The purchase request may come from the warehouse staff who control the stock or the personnel that need goods or services to be provided in the day to day operation of the business. And it usually needs approval from authorized personnel that can be the warehouse manager or those in the purchasing or administration department.
Purchase Goods or Services
Usually, the purchasing department is the one that is responsible for purchasing goods or services for the company. If there is no purchasing department, the purchasing responsibility usually goes to the administration department.
In this second step of the accounts payable process, after receiving the approved purchased request, the personnel responsible for purchasing usually start seeking quotations from different suppliers (usually 3 suppliers). Once the quotations obtained, there is usually a meeting to decide which supplier to choose for purchasing based on the price and quality of goods or services.
After selecting the supplier, the personnel that is responsible for purchasing will make the purchase order and send to the supplier to order goods or services.
Receive Goods or Services
The accounts payable process after sending the purchase order to the supplier will continue when the company receives goods or services from the supplier.
In this case, when the company receives goods, the person receiving goods will match the purchase order with the actual quantity of goods received and create receiving report or goods received note and send to the accounting department for recording.
For the services, there is usually a contract that states the term and condition of services, hence there is no receiving report in this case.
Record Accounts Payable
Under the accrual basis, the expense incurs when the company receives goods or services; hence, the company should record the liability here.
Likewise, the accounts payable process here is where the accountant will record accounts payable as liability using the purchase order, receiving report and supplier’s invoice. The journal entry for accounts payable will be as follow:
Account | Debit | Credit |
---|---|---|
Inventory/Fixed Assets/Expenses | 000 | |
Accounts payable | 000 |
Sometimes, there is no available invoice for the recording yet even though goods have been received. In this case, the accountant should still record the accounts payable by using only purchase order and receiving report as the expense already incurred.
Make Payment
After recording the liability, the accounts payable process continues when the company needs to make payment to settle such liability after the liability incurs for a certain period, usually at the period close to the due date or at the due date.

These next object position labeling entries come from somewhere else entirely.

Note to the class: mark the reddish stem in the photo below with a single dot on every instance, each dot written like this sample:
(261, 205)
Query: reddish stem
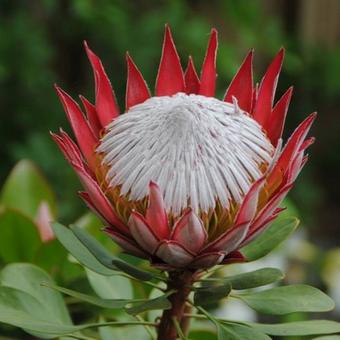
(181, 282)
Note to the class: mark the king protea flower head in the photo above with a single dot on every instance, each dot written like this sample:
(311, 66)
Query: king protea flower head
(182, 178)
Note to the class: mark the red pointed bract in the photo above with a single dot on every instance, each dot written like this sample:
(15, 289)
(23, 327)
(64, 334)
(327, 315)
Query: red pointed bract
(84, 135)
(156, 215)
(293, 145)
(170, 78)
(136, 89)
(248, 207)
(174, 253)
(190, 232)
(91, 116)
(192, 82)
(208, 74)
(275, 123)
(265, 98)
(241, 87)
(106, 104)
(142, 233)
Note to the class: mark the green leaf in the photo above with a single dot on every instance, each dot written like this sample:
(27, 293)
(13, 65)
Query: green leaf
(26, 188)
(78, 250)
(110, 287)
(269, 239)
(202, 334)
(22, 310)
(256, 278)
(106, 258)
(288, 299)
(19, 236)
(234, 331)
(161, 302)
(299, 328)
(28, 278)
(208, 295)
(105, 303)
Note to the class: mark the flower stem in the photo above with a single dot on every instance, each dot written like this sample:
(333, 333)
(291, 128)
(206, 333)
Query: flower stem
(181, 282)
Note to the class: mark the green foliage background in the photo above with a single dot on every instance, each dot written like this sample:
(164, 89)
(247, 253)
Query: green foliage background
(41, 44)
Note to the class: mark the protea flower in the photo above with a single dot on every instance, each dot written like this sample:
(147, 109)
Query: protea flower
(182, 178)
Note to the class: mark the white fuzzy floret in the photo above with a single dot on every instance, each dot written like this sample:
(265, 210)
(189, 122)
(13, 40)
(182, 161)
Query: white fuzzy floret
(197, 149)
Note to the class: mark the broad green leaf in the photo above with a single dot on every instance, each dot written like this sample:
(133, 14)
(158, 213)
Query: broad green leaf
(234, 331)
(208, 295)
(296, 328)
(20, 309)
(288, 299)
(28, 278)
(26, 188)
(161, 302)
(19, 236)
(269, 239)
(105, 303)
(256, 278)
(198, 334)
(78, 250)
(106, 258)
(110, 287)
(126, 333)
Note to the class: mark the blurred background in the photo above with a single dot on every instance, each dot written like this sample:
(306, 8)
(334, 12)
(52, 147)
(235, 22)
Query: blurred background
(41, 44)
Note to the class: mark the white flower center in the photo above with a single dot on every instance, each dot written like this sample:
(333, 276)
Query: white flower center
(197, 149)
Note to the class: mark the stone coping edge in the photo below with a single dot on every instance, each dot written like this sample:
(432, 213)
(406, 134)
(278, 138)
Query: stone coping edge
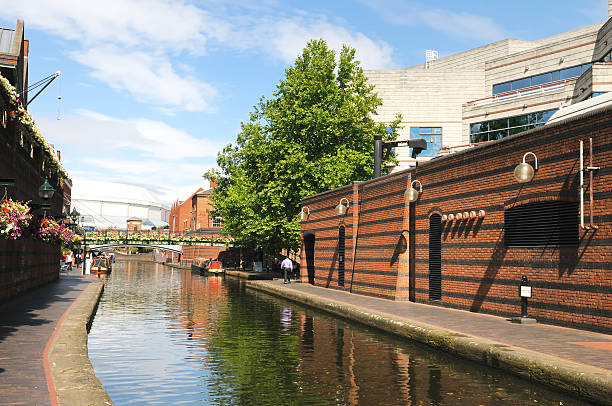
(581, 380)
(72, 373)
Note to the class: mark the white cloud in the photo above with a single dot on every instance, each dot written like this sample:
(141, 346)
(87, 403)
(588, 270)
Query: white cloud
(457, 25)
(131, 45)
(151, 79)
(170, 24)
(97, 146)
(287, 38)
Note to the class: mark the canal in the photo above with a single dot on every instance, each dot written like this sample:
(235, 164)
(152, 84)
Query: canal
(167, 336)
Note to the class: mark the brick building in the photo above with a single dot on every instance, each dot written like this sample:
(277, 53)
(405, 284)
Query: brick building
(428, 252)
(194, 213)
(495, 90)
(25, 162)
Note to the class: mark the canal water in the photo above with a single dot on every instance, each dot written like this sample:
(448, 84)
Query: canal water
(169, 337)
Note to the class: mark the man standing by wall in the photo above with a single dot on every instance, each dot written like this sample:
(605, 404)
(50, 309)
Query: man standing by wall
(286, 267)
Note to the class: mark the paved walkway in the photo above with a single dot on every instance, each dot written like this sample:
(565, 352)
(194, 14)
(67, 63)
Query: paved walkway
(26, 324)
(585, 347)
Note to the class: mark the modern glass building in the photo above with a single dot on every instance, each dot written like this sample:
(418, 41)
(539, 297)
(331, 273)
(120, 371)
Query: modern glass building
(494, 91)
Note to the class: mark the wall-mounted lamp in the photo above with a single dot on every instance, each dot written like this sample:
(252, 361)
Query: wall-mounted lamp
(341, 208)
(412, 194)
(46, 191)
(304, 213)
(523, 171)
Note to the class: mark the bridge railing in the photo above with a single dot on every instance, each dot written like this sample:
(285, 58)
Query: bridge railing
(157, 237)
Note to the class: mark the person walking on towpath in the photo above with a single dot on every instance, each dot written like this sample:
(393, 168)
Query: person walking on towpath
(286, 267)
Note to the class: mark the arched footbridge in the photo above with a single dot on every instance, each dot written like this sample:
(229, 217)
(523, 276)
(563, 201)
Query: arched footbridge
(161, 239)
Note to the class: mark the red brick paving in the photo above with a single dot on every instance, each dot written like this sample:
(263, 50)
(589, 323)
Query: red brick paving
(26, 324)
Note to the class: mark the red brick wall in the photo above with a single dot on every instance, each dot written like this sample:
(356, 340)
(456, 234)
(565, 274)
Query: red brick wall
(26, 264)
(571, 285)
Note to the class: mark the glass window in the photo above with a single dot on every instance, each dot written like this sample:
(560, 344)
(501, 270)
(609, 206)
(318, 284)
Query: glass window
(433, 137)
(521, 83)
(547, 114)
(567, 73)
(586, 67)
(500, 128)
(501, 88)
(517, 121)
(498, 124)
(541, 79)
(554, 76)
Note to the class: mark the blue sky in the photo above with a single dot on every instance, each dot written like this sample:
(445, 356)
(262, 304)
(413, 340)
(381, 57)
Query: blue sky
(152, 89)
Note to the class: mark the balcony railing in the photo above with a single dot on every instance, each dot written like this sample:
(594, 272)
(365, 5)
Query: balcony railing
(528, 91)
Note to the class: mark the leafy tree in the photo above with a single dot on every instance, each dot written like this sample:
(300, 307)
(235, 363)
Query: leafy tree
(316, 133)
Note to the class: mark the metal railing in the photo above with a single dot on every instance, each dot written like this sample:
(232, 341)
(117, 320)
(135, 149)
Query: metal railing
(528, 91)
(156, 237)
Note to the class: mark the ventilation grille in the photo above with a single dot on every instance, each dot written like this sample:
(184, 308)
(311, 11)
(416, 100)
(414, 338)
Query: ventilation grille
(542, 224)
(435, 257)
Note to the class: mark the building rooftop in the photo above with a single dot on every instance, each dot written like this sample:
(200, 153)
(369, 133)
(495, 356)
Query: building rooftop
(6, 40)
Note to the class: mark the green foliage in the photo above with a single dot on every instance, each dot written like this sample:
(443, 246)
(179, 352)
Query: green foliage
(316, 133)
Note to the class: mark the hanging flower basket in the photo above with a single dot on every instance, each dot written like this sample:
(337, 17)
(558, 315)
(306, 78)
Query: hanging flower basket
(14, 218)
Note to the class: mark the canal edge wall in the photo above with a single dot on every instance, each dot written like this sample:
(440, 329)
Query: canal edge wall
(72, 374)
(587, 382)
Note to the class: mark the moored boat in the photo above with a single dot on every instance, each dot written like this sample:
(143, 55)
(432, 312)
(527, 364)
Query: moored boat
(101, 265)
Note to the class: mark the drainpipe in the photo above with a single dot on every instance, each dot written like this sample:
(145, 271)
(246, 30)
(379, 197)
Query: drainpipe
(377, 155)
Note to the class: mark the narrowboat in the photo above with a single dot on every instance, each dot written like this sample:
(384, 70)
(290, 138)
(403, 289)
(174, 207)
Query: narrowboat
(101, 265)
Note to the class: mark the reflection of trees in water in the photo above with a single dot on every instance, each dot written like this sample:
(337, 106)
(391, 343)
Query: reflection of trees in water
(252, 349)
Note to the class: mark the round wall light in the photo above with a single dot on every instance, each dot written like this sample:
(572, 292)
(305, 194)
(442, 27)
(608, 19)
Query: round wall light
(523, 171)
(341, 208)
(412, 195)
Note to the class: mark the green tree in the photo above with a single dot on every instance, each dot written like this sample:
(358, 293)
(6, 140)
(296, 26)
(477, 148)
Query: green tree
(316, 133)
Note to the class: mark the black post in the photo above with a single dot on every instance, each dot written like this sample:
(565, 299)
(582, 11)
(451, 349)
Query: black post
(84, 251)
(524, 298)
(377, 155)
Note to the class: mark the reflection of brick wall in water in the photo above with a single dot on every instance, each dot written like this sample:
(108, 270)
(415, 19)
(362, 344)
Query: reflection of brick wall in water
(194, 311)
(374, 372)
(475, 269)
(192, 252)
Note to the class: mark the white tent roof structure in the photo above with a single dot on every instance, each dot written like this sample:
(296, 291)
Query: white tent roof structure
(105, 205)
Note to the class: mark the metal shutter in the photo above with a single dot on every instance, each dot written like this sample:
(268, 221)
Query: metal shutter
(435, 257)
(542, 224)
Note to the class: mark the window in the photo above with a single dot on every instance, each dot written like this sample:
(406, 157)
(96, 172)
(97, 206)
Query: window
(541, 224)
(433, 136)
(543, 78)
(503, 127)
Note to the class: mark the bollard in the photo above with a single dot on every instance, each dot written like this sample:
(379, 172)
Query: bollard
(524, 294)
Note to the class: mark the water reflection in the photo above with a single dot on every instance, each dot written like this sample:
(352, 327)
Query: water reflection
(164, 336)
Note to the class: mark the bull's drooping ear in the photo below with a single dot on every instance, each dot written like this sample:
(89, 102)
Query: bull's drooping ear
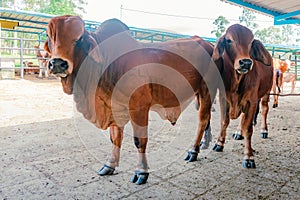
(46, 47)
(92, 48)
(260, 53)
(219, 48)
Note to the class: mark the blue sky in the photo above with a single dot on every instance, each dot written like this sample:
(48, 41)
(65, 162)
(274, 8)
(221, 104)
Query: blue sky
(199, 14)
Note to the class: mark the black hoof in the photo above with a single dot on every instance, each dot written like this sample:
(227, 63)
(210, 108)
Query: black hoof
(106, 170)
(237, 136)
(204, 145)
(264, 135)
(191, 156)
(249, 163)
(140, 177)
(254, 123)
(218, 148)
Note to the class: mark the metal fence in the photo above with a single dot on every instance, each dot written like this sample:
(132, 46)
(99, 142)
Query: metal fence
(14, 59)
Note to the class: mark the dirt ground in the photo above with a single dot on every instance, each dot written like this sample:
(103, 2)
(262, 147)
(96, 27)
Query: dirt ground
(48, 151)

Usually, the accountant will have the responsibility to monitor the due date of the payment and request for payment to settle the liability. In this case, the accountant will make a payment voucher and request approval from the authorized personnel such as the finance manager or CFO.

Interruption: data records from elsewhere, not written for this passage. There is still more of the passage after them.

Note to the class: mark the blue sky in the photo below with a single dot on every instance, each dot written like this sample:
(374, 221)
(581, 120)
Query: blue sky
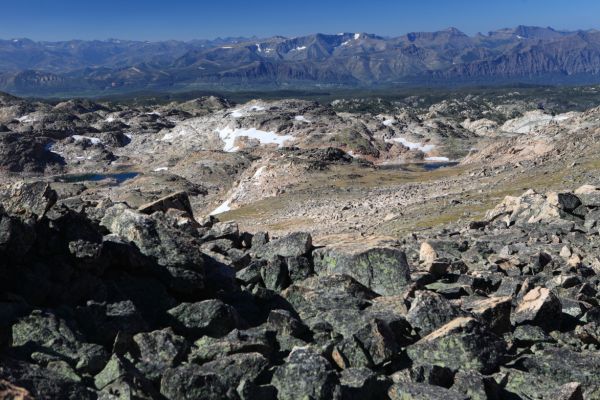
(179, 19)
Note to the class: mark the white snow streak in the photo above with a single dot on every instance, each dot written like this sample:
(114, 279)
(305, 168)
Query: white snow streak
(425, 148)
(229, 136)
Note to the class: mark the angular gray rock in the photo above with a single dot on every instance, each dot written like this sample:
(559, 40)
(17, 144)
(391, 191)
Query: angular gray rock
(305, 374)
(384, 270)
(208, 317)
(463, 343)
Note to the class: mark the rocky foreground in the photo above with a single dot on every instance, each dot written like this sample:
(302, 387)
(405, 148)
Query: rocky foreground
(100, 300)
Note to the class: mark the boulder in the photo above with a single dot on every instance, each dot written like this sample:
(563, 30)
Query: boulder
(538, 307)
(209, 317)
(462, 343)
(254, 340)
(293, 245)
(235, 368)
(158, 351)
(429, 311)
(382, 269)
(27, 199)
(363, 384)
(45, 337)
(305, 374)
(422, 391)
(568, 391)
(178, 201)
(192, 382)
(494, 311)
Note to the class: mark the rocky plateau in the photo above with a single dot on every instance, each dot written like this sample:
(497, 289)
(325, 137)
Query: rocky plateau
(295, 249)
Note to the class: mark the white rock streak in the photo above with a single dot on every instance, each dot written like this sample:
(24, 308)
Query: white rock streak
(425, 148)
(79, 138)
(229, 136)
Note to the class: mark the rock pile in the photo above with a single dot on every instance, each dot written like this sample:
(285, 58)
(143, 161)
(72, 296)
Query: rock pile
(102, 301)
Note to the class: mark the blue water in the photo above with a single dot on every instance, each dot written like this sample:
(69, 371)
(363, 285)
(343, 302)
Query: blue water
(427, 166)
(436, 165)
(119, 177)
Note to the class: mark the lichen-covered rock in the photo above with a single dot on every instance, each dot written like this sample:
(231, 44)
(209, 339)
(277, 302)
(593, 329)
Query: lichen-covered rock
(462, 343)
(209, 317)
(156, 237)
(191, 382)
(178, 201)
(494, 311)
(235, 368)
(50, 338)
(254, 340)
(157, 351)
(305, 374)
(422, 391)
(28, 198)
(538, 307)
(382, 269)
(363, 384)
(429, 311)
(476, 386)
(293, 245)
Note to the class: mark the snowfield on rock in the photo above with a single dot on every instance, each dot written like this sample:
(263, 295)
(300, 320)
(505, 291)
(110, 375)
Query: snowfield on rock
(425, 148)
(533, 120)
(229, 136)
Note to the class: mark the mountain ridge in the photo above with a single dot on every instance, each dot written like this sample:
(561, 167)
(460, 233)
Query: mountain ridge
(521, 54)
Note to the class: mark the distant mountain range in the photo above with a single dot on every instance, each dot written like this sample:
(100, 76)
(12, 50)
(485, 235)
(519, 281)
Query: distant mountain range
(449, 57)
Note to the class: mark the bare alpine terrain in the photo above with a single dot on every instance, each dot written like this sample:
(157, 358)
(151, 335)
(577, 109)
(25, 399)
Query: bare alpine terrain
(512, 55)
(407, 247)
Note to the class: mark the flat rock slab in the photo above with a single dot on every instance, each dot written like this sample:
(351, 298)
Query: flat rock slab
(383, 269)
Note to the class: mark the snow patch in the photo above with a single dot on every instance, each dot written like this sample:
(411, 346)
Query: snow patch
(425, 148)
(222, 208)
(26, 119)
(79, 138)
(258, 174)
(229, 135)
(301, 118)
(240, 112)
(437, 159)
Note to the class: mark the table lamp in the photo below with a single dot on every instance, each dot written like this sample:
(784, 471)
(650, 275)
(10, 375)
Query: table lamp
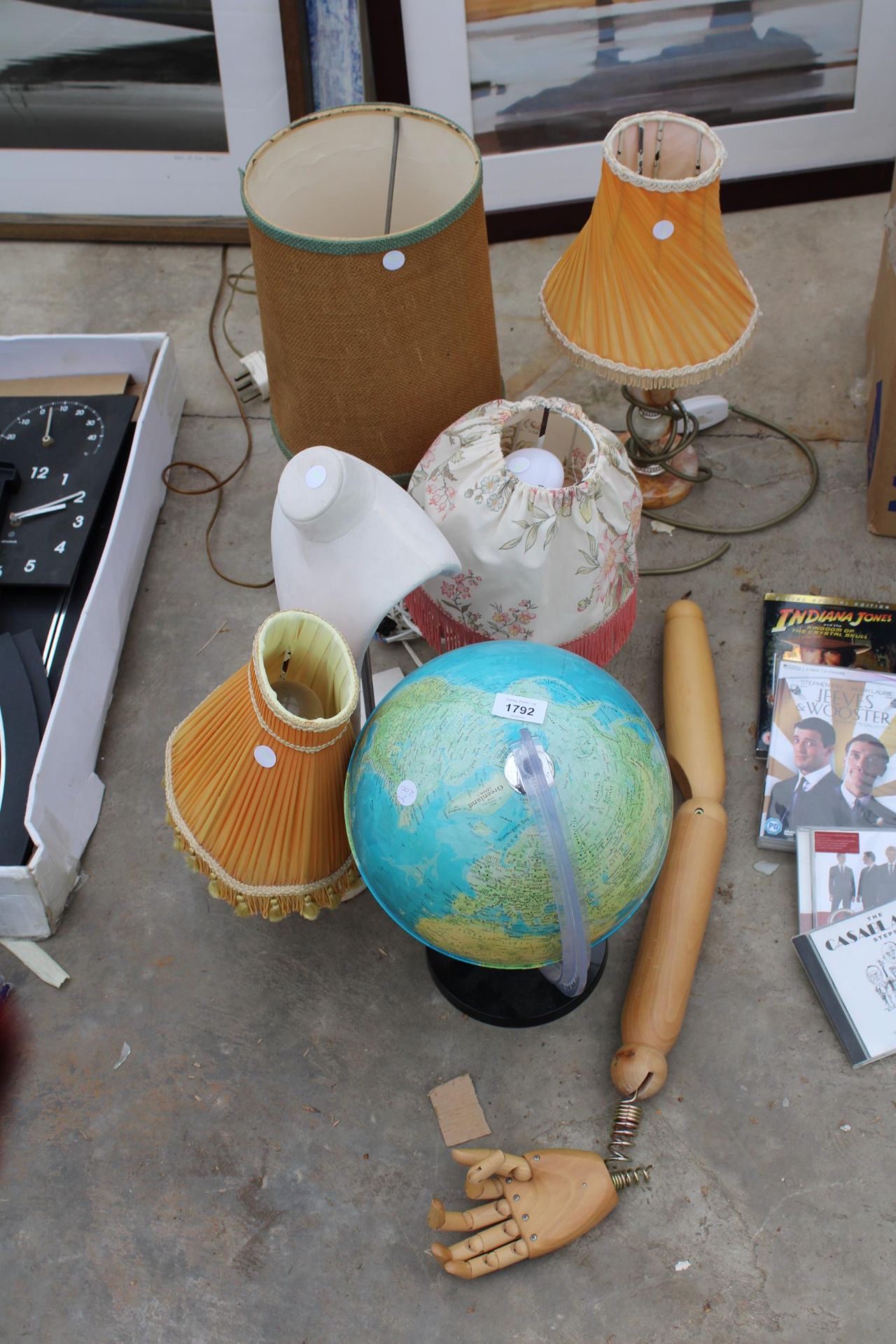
(649, 295)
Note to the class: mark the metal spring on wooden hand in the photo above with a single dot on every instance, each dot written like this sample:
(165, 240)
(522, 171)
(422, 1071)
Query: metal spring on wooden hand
(625, 1128)
(630, 1176)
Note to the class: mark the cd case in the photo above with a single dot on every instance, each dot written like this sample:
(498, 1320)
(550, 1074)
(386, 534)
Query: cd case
(843, 873)
(852, 967)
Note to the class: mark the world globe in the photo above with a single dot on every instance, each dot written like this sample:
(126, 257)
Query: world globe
(445, 839)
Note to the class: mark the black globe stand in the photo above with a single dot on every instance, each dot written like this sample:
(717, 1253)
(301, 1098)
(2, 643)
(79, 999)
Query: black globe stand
(508, 997)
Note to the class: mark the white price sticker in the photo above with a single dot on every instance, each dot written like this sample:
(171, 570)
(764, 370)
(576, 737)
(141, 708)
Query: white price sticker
(508, 706)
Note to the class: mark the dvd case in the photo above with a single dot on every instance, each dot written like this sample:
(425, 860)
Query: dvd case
(824, 632)
(830, 755)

Before making payment, the accountant should make should that all three supporting documents including purchase order, receiving report and supplier’s invoice, are available for verification.
For example, the accountant needs to verify that the quantity of goods in the receiving report is matched with the supplier’s invoice and the price in the supplier’s invoice is matched with the purchase order. This verification is called the “three-way matching” process.
Settle Accounts Payable
After making payment for settling the liability, the accountant needs to record transactions to reverse accounts payable. In this case, the journal entry is as follow:
Account | Debit | Credit |
---|---|---|
Accounts payable | 000 | |
Cash | 000 |
In this step of the accounts payable process, the accountant needs to check official receipt or receipt voucher as well as bank transfer slip or copied cheque, if payment is made by bank transfer or cheque, as supporting documents.